I have considered partitioning these tables by putting old data in a different filegroups, but I want to keep the main database small -- not just some of the data files.

Has anyone tried anything similar? Or have advice on trying to archive in this way? Or can recommend a better way?

I'm not too concerned about the performance of the archived data, but I don't want reading and writing of the current data to be affected. Tables like StockResults are used by our reports.

I'm planning on doing this for all transaction tables that store a lot of data.

Any advice would be much appreciated.

+1  A: 

Sounds like a perfect data warehousing scenario.

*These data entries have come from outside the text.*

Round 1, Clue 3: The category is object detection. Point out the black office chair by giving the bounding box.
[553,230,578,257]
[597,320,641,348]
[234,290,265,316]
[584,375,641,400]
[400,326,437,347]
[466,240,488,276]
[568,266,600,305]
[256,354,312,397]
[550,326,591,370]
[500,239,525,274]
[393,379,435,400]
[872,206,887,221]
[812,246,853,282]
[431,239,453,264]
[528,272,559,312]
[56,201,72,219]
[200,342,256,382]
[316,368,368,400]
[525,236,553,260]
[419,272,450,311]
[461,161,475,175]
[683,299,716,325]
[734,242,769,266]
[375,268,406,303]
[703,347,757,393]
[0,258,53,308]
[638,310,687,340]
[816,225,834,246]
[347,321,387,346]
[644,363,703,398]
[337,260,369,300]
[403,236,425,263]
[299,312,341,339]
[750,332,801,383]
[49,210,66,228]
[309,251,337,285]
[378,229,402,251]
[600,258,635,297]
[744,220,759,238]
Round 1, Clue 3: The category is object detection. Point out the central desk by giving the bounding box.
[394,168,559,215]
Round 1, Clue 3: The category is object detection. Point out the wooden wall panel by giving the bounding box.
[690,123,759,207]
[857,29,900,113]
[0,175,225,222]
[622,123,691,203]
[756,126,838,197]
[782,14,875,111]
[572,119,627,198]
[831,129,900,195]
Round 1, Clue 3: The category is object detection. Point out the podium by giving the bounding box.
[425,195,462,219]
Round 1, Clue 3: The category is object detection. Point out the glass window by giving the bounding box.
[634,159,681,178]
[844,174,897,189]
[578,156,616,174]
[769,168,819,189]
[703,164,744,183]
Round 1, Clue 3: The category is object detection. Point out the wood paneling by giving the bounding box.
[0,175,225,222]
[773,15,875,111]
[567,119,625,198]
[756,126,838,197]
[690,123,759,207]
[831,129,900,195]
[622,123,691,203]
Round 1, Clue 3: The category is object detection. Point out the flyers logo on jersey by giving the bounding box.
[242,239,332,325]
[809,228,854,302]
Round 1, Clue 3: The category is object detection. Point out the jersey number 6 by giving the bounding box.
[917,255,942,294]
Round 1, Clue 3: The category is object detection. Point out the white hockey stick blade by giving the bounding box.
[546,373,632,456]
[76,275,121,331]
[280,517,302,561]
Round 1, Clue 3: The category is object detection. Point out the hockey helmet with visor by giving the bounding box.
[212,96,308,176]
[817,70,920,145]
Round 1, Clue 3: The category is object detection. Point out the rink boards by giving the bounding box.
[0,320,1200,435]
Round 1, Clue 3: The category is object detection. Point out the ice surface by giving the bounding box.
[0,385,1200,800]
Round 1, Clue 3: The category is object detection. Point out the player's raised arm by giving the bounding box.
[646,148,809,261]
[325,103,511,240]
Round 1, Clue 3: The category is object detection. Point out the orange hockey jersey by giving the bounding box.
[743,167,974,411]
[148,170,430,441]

You could create tables that match your existing Stock tables with extra StartDate and EndDate fields in order to track your slowly changing dimensions. You could then also look into using SSIS packages in order to schedule your ETL.

See here for some into links - http://stackoverflow.com/questions/1109085/good-place-to-start-learning-data-warehousing

If you haven't got one already it would then be worth looking into putting a cube together as part of a reporting platform.

Good Luck!

RogerNoble
A: 

DataWareHouse is an option, but i think you can use partial tables to archive and split your big data.

You can split all your data by a parameter (for example StockDate). You can store each part individual .mdf file, of course if you want you can store this file another drive.

IF you split data with partial table, when you query "SELECT * FROM StokResults" you can see all your data but you know they are fetching desperate files.